Booan Opens Conversation With Devlin

By JIM KEVLIN


COOPERSTOWN

If the Otsego County Sheriff’s Department assumed 27/4 patrols of Cooperstown, the village could save $250,000 a year, Mayor Joe Booan has concluded.
That caused him to open “informal” conversations about such a plan’s feasibility with County Sheriff Richard J. Devlin, and the two were scheduled to meet Wednesday, Jan. 19, with the Public Safety Committee of the county Board of Representatives to take the conversation to the next level.
“Preliminary work seems to indicate that Otsego County can provide this service, at the level we expect, and save significant cost to the village residents,” Booan said, adding at another point, “Compromising public safety at any cost will not be acceptable.”
Discussions will be part of this year’s budget process, which will begin shortly with the submission of department heads’ proposals. the mayor said.  If the idea receives a positive reception, the change could be included in the 2011-12 village budget due for approval by the end of May, he said.
For his part, Sheriff Devlin, who is active in the New York State Sheriffs Association, said several such consolidations have happened around the state.
“I certainly understand why the mayor’s looking at it: The economy’s not that great,” said Devlin, adding his conversations with Booan have suggested there may be benefits for both village and county.
County Rep.
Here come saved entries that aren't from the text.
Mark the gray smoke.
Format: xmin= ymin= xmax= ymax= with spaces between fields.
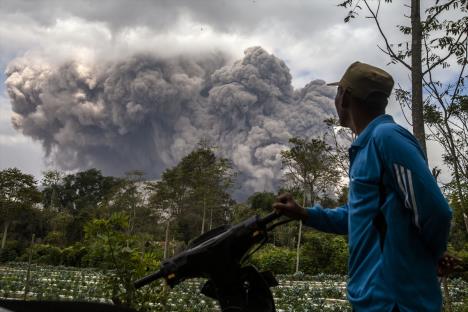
xmin=5 ymin=47 xmax=336 ymax=200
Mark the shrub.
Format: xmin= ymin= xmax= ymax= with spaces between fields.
xmin=61 ymin=243 xmax=88 ymax=267
xmin=300 ymin=231 xmax=348 ymax=275
xmin=447 ymin=243 xmax=468 ymax=281
xmin=83 ymin=212 xmax=166 ymax=310
xmin=43 ymin=231 xmax=66 ymax=246
xmin=0 ymin=240 xmax=20 ymax=262
xmin=250 ymin=244 xmax=295 ymax=274
xmin=21 ymin=244 xmax=63 ymax=265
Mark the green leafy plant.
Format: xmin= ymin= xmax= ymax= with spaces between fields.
xmin=84 ymin=212 xmax=167 ymax=311
xmin=250 ymin=244 xmax=296 ymax=274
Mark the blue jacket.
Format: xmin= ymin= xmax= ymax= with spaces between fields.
xmin=304 ymin=114 xmax=452 ymax=312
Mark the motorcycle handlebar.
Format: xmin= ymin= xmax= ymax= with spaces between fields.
xmin=257 ymin=211 xmax=282 ymax=227
xmin=133 ymin=211 xmax=283 ymax=290
xmin=134 ymin=269 xmax=164 ymax=289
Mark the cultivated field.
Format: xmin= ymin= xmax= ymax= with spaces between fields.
xmin=0 ymin=263 xmax=466 ymax=312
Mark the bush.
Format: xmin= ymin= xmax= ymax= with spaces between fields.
xmin=61 ymin=243 xmax=88 ymax=267
xmin=83 ymin=212 xmax=165 ymax=310
xmin=447 ymin=243 xmax=468 ymax=281
xmin=250 ymin=244 xmax=296 ymax=274
xmin=81 ymin=245 xmax=106 ymax=268
xmin=300 ymin=231 xmax=348 ymax=275
xmin=43 ymin=231 xmax=66 ymax=246
xmin=0 ymin=240 xmax=20 ymax=262
xmin=21 ymin=244 xmax=63 ymax=265
xmin=250 ymin=232 xmax=348 ymax=276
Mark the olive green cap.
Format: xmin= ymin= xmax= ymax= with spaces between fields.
xmin=328 ymin=61 xmax=394 ymax=100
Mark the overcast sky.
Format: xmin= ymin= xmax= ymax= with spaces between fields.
xmin=0 ymin=0 xmax=454 ymax=186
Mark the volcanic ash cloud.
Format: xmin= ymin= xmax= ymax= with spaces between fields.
xmin=5 ymin=46 xmax=336 ymax=200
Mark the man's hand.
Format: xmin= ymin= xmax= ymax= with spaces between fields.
xmin=437 ymin=252 xmax=463 ymax=277
xmin=272 ymin=193 xmax=309 ymax=222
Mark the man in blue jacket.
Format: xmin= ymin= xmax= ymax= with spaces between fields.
xmin=273 ymin=62 xmax=452 ymax=312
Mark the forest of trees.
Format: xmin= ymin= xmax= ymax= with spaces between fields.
xmin=0 ymin=123 xmax=467 ymax=308
xmin=1 ymin=125 xmax=466 ymax=275
xmin=0 ymin=131 xmax=354 ymax=264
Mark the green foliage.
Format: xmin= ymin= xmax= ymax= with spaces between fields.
xmin=250 ymin=244 xmax=296 ymax=274
xmin=17 ymin=242 xmax=93 ymax=267
xmin=0 ymin=240 xmax=20 ymax=262
xmin=1 ymin=205 xmax=48 ymax=249
xmin=0 ymin=168 xmax=42 ymax=248
xmin=21 ymin=244 xmax=63 ymax=266
xmin=447 ymin=244 xmax=468 ymax=280
xmin=84 ymin=212 xmax=167 ymax=310
xmin=148 ymin=144 xmax=236 ymax=243
xmin=43 ymin=231 xmax=66 ymax=246
xmin=248 ymin=192 xmax=276 ymax=213
xmin=448 ymin=194 xmax=468 ymax=250
xmin=229 ymin=203 xmax=254 ymax=224
xmin=301 ymin=231 xmax=348 ymax=275
xmin=281 ymin=137 xmax=341 ymax=204
xmin=0 ymin=168 xmax=41 ymax=207
xmin=41 ymin=169 xmax=64 ymax=211
xmin=60 ymin=169 xmax=121 ymax=242
xmin=61 ymin=243 xmax=88 ymax=267
xmin=323 ymin=117 xmax=353 ymax=176
xmin=0 ymin=168 xmax=41 ymax=214
xmin=59 ymin=169 xmax=120 ymax=213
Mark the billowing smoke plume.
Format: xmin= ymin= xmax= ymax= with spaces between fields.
xmin=5 ymin=47 xmax=336 ymax=200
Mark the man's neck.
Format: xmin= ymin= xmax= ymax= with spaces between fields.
xmin=352 ymin=112 xmax=384 ymax=135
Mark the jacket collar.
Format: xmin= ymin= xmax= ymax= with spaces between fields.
xmin=351 ymin=114 xmax=394 ymax=148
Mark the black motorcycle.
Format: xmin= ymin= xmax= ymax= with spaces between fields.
xmin=0 ymin=212 xmax=291 ymax=312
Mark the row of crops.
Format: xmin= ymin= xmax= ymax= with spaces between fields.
xmin=0 ymin=263 xmax=466 ymax=311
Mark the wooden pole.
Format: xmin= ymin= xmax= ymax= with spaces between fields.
xmin=163 ymin=220 xmax=170 ymax=259
xmin=411 ymin=0 xmax=427 ymax=155
xmin=24 ymin=233 xmax=35 ymax=300
xmin=295 ymin=187 xmax=306 ymax=273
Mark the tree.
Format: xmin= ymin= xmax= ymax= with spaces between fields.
xmin=324 ymin=117 xmax=354 ymax=176
xmin=83 ymin=212 xmax=166 ymax=310
xmin=426 ymin=95 xmax=468 ymax=242
xmin=230 ymin=203 xmax=254 ymax=224
xmin=147 ymin=167 xmax=185 ymax=259
xmin=148 ymin=144 xmax=236 ymax=245
xmin=58 ymin=169 xmax=120 ymax=243
xmin=179 ymin=144 xmax=235 ymax=234
xmin=338 ymin=0 xmax=468 ymax=233
xmin=107 ymin=170 xmax=149 ymax=235
xmin=41 ymin=169 xmax=64 ymax=211
xmin=281 ymin=137 xmax=341 ymax=272
xmin=281 ymin=138 xmax=341 ymax=204
xmin=45 ymin=211 xmax=73 ymax=247
xmin=59 ymin=169 xmax=119 ymax=213
xmin=247 ymin=192 xmax=276 ymax=214
xmin=0 ymin=168 xmax=41 ymax=249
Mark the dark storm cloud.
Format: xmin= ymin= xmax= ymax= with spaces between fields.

Greg Relic, R-Unadilla, who chairs the county’s Public Safety Committee, said that, in advance of meeting with Booan and Devlin, he was short on particulars and had not reached any opinion on the idea’s merit.
Booan said he began thinking about the shared-service possibility after the Good Friday shooting in Cooper Park, when village, county sheriff’s and state police cruisers lined Main and Fair streets around the scene.
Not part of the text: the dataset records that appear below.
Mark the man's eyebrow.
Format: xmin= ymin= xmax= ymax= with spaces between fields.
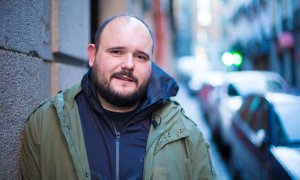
xmin=106 ymin=46 xmax=125 ymax=51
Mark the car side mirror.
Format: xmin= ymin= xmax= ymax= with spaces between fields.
xmin=228 ymin=84 xmax=239 ymax=96
xmin=255 ymin=129 xmax=267 ymax=147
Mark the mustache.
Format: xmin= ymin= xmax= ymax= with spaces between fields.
xmin=111 ymin=70 xmax=138 ymax=83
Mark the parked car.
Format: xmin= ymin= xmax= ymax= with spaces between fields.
xmin=206 ymin=71 xmax=289 ymax=155
xmin=197 ymin=71 xmax=225 ymax=117
xmin=229 ymin=92 xmax=300 ymax=179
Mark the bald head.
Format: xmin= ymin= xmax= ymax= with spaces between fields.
xmin=94 ymin=14 xmax=155 ymax=55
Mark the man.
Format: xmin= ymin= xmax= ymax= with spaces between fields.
xmin=20 ymin=14 xmax=216 ymax=180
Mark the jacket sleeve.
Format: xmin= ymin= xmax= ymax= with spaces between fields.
xmin=190 ymin=129 xmax=217 ymax=180
xmin=20 ymin=113 xmax=41 ymax=180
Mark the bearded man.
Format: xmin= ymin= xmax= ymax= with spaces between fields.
xmin=20 ymin=14 xmax=216 ymax=180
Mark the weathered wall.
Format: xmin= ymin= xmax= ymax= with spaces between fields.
xmin=0 ymin=0 xmax=89 ymax=179
xmin=0 ymin=0 xmax=52 ymax=60
xmin=0 ymin=51 xmax=51 ymax=178
xmin=0 ymin=0 xmax=52 ymax=178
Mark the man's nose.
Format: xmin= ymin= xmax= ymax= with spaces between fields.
xmin=121 ymin=54 xmax=135 ymax=70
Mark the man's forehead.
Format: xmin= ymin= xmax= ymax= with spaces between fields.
xmin=97 ymin=15 xmax=154 ymax=55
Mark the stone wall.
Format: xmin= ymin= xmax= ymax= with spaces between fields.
xmin=0 ymin=0 xmax=89 ymax=178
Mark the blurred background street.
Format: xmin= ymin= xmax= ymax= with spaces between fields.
xmin=1 ymin=0 xmax=300 ymax=179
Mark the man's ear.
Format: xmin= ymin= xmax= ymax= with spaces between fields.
xmin=87 ymin=44 xmax=97 ymax=67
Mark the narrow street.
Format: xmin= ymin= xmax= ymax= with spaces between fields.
xmin=174 ymin=82 xmax=232 ymax=180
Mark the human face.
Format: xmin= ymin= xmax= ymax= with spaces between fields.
xmin=88 ymin=17 xmax=153 ymax=112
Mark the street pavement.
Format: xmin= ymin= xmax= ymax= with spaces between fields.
xmin=173 ymin=82 xmax=232 ymax=180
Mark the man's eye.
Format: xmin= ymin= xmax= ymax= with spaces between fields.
xmin=136 ymin=55 xmax=148 ymax=61
xmin=110 ymin=50 xmax=121 ymax=56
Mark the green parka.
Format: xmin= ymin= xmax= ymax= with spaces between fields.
xmin=20 ymin=84 xmax=216 ymax=180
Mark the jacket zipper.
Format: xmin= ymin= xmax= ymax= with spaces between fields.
xmin=114 ymin=127 xmax=120 ymax=180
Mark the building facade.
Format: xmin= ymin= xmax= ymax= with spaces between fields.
xmin=222 ymin=0 xmax=300 ymax=89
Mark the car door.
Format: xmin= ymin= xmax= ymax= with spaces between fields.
xmin=232 ymin=96 xmax=269 ymax=180
xmin=247 ymin=97 xmax=271 ymax=179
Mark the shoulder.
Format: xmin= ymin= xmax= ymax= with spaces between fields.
xmin=155 ymin=101 xmax=216 ymax=178
xmin=27 ymin=84 xmax=81 ymax=123
xmin=155 ymin=100 xmax=204 ymax=143
xmin=157 ymin=100 xmax=199 ymax=129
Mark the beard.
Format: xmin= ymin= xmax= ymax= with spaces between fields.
xmin=91 ymin=67 xmax=149 ymax=108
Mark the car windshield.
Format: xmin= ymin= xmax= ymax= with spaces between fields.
xmin=233 ymin=80 xmax=284 ymax=95
xmin=275 ymin=104 xmax=300 ymax=144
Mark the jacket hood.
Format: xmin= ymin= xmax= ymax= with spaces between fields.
xmin=144 ymin=62 xmax=179 ymax=107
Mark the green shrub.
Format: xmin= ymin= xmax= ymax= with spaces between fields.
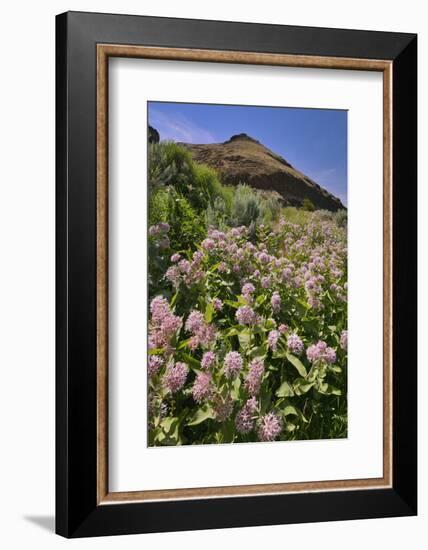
xmin=333 ymin=209 xmax=348 ymax=228
xmin=149 ymin=187 xmax=170 ymax=227
xmin=230 ymin=184 xmax=263 ymax=227
xmin=148 ymin=142 xmax=182 ymax=191
xmin=167 ymin=192 xmax=206 ymax=251
xmin=301 ymin=197 xmax=316 ymax=211
xmin=260 ymin=195 xmax=281 ymax=223
xmin=148 ymin=142 xmax=235 ymax=215
xmin=205 ymin=196 xmax=230 ymax=230
xmin=280 ymin=206 xmax=312 ymax=225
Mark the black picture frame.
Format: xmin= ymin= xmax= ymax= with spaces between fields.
xmin=56 ymin=11 xmax=417 ymax=538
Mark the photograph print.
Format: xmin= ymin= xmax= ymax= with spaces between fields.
xmin=147 ymin=101 xmax=348 ymax=447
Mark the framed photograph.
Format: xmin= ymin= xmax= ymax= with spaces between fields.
xmin=56 ymin=11 xmax=417 ymax=538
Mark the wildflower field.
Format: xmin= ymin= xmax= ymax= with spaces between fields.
xmin=147 ymin=142 xmax=347 ymax=446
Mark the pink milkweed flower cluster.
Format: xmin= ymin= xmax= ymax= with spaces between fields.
xmin=287 ymin=333 xmax=304 ymax=355
xmin=192 ymin=372 xmax=214 ymax=403
xmin=235 ymin=397 xmax=258 ymax=434
xmin=244 ymin=358 xmax=265 ymax=396
xmin=340 ymin=330 xmax=348 ymax=351
xmin=271 ymin=291 xmax=281 ymax=313
xmin=162 ymin=361 xmax=188 ymax=394
xmin=257 ymin=412 xmax=283 ymax=442
xmin=306 ymin=340 xmax=337 ymax=364
xmin=236 ymin=305 xmax=260 ymax=326
xmin=165 ymin=249 xmax=205 ymax=288
xmin=185 ymin=310 xmax=217 ymax=350
xmin=148 ymin=355 xmax=164 ymax=378
xmin=149 ymin=222 xmax=170 ymax=250
xmin=211 ymin=298 xmax=223 ymax=311
xmin=224 ymin=351 xmax=243 ymax=379
xmin=268 ymin=329 xmax=280 ymax=352
xmin=149 ymin=296 xmax=182 ymax=349
xmin=241 ymin=282 xmax=256 ymax=303
xmin=201 ymin=351 xmax=216 ymax=370
xmin=147 ymin=208 xmax=347 ymax=446
xmin=149 ymin=221 xmax=170 ymax=237
xmin=213 ymin=394 xmax=234 ymax=422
A similar incident that dramatized overlapping coverage in the Town of Clay led to that community getting police coverage from the Onondaga County Sheriff’s Department, he said.  The Village of Whitesboro, outside Utica, worked out an arrangement with Oneida County.
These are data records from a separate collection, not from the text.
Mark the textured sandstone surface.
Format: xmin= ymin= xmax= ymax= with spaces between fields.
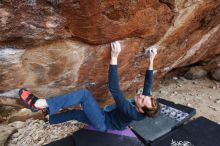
xmin=0 ymin=0 xmax=219 ymax=106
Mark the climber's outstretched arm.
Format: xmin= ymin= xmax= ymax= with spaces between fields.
xmin=142 ymin=46 xmax=158 ymax=96
xmin=108 ymin=41 xmax=125 ymax=103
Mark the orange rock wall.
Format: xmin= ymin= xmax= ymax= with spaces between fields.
xmin=0 ymin=0 xmax=219 ymax=104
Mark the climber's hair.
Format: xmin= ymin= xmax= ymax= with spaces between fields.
xmin=141 ymin=97 xmax=160 ymax=117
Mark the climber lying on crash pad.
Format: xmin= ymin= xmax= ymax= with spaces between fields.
xmin=18 ymin=41 xmax=160 ymax=132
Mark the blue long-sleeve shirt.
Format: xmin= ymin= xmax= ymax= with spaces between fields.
xmin=105 ymin=65 xmax=153 ymax=130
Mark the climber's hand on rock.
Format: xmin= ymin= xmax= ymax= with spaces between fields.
xmin=149 ymin=47 xmax=157 ymax=62
xmin=110 ymin=41 xmax=121 ymax=65
xmin=147 ymin=45 xmax=158 ymax=70
xmin=111 ymin=41 xmax=121 ymax=58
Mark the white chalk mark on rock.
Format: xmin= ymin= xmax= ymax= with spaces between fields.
xmin=0 ymin=48 xmax=25 ymax=65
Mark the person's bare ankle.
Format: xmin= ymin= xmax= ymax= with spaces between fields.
xmin=34 ymin=99 xmax=48 ymax=109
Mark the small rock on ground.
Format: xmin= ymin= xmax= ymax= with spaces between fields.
xmin=184 ymin=66 xmax=207 ymax=80
xmin=211 ymin=68 xmax=220 ymax=82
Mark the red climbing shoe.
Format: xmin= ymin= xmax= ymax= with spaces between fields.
xmin=19 ymin=88 xmax=39 ymax=112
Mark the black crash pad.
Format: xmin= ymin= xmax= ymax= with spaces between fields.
xmin=45 ymin=129 xmax=144 ymax=146
xmin=129 ymin=98 xmax=196 ymax=144
xmin=151 ymin=117 xmax=220 ymax=146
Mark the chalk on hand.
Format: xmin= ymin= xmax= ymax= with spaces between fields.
xmin=144 ymin=44 xmax=159 ymax=56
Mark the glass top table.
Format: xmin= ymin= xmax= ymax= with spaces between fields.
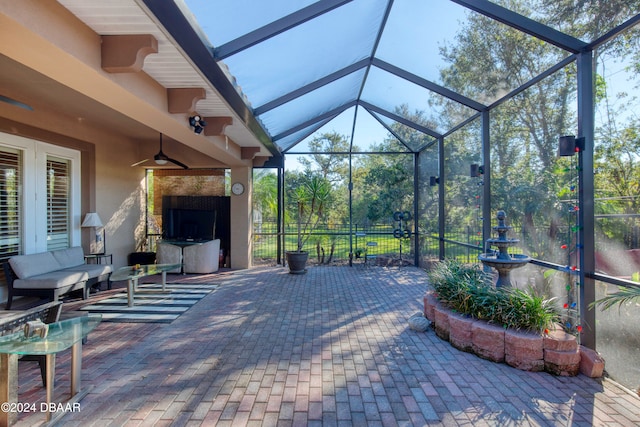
xmin=111 ymin=263 xmax=182 ymax=306
xmin=0 ymin=314 xmax=101 ymax=355
xmin=0 ymin=314 xmax=102 ymax=424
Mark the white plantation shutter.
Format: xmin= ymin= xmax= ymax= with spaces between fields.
xmin=46 ymin=156 xmax=70 ymax=250
xmin=0 ymin=147 xmax=22 ymax=260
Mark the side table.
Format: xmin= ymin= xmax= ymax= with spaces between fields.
xmin=84 ymin=254 xmax=113 ymax=291
xmin=84 ymin=253 xmax=112 ymax=265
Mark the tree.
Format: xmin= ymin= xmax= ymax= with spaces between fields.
xmin=286 ymin=133 xmax=350 ymax=261
xmin=353 ymin=105 xmax=426 ymax=224
xmin=434 ymin=0 xmax=640 ymax=263
xmin=294 ymin=132 xmax=352 ymax=225
xmin=297 ymin=131 xmax=351 ymax=184
xmin=290 ymin=174 xmax=331 ymax=252
xmin=437 ymin=0 xmax=576 ymax=261
xmin=253 ymin=169 xmax=278 ymax=220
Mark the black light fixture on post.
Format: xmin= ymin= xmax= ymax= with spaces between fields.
xmin=470 ymin=164 xmax=484 ymax=177
xmin=558 ymin=135 xmax=585 ymax=156
xmin=189 ymin=115 xmax=207 ymax=134
xmin=430 ymin=176 xmax=440 ymax=186
xmin=81 ymin=212 xmax=105 ymax=254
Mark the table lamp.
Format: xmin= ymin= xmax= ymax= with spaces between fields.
xmin=81 ymin=212 xmax=105 ymax=254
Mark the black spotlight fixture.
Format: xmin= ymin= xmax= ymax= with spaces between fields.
xmin=430 ymin=176 xmax=440 ymax=186
xmin=189 ymin=115 xmax=207 ymax=134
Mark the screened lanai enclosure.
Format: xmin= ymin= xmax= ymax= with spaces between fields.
xmin=146 ymin=0 xmax=640 ymax=392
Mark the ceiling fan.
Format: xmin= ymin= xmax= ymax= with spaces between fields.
xmin=0 ymin=94 xmax=33 ymax=111
xmin=132 ymin=134 xmax=188 ymax=169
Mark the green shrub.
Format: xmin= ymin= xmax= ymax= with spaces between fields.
xmin=427 ymin=259 xmax=559 ymax=332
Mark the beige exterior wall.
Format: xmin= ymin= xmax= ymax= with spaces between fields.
xmin=0 ymin=118 xmax=147 ymax=269
xmin=0 ymin=0 xmax=259 ymax=306
xmin=93 ymin=135 xmax=147 ymax=268
xmin=230 ymin=167 xmax=253 ymax=270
Discussion and public input might cause the trustees to maintain the status quo, or to contract with the sheriff’s department, or to do something in between, Booan said.
“We shouldn’t be afraid to ask these questions,” the mayor said.  “We shouldn’t be afraid to explore the options.”
Now, he said, the police department costs taxpayers $500,000 a year, about half the local tax levy and “one of the largest expenses in the general fund budget.”
“We must face the reality that government spending needs to be responsibly evaluated and planned for the future of this community.  We have to determine how to deliver services at the most cost effective options for our residents,” Booan said.